Published July 25, 2022

EVER SINCE it came to power, the coalition government has been navigating a difficult path. Given the fragile economy it inherited from the previous government, amid speculations of an imminent default, the coalition, led by the PML-N, has had little to no room to protect people from economic hardships resulting from the painful decisions it has been forced to take to fix the deep economic imbalances in the last three months. Its job is made even more difficult by the IMF whose support and bailout package Pakistan direly needs to avoid defaulting. The crippling increase of Rs7.91 per unit in power prices, which boosts the national average electricity tariff to Rs24.82 per unit from the existing Rs16.91, from July, is just one of several unpopular decisions — that include the reversal of fiscally unsustainable fuel subsidies and the imposition of massive taxes in the budget — the government has taken in order to obtain dollars from the IMF and other multilateral and bilateral creditors. In doing so, the coalition partners have lost much political capital as was manifest in the crushing defeat of the PML-N in the by-elections in its bastion of Punjab.
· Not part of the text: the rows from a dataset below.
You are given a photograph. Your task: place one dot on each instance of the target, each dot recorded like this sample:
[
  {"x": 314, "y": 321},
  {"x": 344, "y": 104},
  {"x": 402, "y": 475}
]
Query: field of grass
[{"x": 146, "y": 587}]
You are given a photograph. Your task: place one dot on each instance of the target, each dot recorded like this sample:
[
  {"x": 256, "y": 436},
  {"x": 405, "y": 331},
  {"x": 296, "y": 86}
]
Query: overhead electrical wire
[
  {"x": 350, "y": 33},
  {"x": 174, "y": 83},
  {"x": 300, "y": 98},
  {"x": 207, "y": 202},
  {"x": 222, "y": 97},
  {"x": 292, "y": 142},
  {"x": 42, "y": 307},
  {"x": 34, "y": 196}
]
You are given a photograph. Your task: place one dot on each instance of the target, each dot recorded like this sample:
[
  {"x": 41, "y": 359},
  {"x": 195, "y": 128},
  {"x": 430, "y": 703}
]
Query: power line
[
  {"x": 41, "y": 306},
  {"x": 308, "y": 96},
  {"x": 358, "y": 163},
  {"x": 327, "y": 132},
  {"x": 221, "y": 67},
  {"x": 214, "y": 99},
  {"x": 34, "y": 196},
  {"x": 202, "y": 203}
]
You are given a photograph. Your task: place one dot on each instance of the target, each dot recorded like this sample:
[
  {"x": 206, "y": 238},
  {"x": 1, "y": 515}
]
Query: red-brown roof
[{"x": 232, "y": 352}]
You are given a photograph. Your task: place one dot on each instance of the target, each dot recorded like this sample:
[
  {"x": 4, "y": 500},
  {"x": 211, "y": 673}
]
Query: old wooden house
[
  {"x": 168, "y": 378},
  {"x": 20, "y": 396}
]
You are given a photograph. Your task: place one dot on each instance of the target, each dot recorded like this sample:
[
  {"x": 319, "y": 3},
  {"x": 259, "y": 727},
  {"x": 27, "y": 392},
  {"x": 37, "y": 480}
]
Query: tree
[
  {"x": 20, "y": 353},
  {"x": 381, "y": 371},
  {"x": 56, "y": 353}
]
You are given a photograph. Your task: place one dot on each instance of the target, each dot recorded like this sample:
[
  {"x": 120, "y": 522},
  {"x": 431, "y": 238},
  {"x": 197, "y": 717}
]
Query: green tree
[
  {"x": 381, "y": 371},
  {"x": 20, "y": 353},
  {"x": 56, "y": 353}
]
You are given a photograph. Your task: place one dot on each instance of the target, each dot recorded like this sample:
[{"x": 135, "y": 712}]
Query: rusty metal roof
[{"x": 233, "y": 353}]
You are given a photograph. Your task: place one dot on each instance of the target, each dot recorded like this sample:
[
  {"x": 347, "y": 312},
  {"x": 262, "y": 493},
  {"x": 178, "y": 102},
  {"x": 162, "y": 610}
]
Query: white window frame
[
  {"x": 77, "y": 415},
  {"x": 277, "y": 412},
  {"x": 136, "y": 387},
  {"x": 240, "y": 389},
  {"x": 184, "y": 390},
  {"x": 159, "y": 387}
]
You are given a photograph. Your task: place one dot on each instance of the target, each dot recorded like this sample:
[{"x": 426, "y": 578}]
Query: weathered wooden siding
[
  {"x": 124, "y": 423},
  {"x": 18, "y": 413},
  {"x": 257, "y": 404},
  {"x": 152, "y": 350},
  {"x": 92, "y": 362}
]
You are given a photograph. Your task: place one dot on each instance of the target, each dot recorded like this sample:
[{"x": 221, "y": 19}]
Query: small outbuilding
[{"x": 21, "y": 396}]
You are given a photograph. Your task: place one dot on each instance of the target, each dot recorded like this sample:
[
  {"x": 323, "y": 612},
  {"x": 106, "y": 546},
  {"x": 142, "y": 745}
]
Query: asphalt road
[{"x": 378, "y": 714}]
That the new electricity prices are going to unleash a new round of hyper-inflation, which is projected to average above 20pc during the present fiscal, is an understatement. Crushed by multi-year high energy and food prices, the new wave of inflation is going to badly hit low- to middle-income families. With living becoming unaffordable for most of us, the possibility of political and social unrest cannot be ruled out. The worst part of the story is that the economy is not showing any sign of stabilising even after subjecting people to such pain and the conclusion of an agreement with the IMF. The ‘relief’ that might have come in the wake of declining international energy prices has been eroded by an unprecedented drop in the value of the rupee in the last three months and a deepening of the economic mess thanks to the ongoing political circus. The situation has come to a point where no party or government can salvage it single-handedly in the foreseeable future. If the economy is to turn around and the hardships of the inflation-stricken people lessen, the politicians will have to sit together and learn to tackle their differences in a civilised manner within the ambit of the Constitution.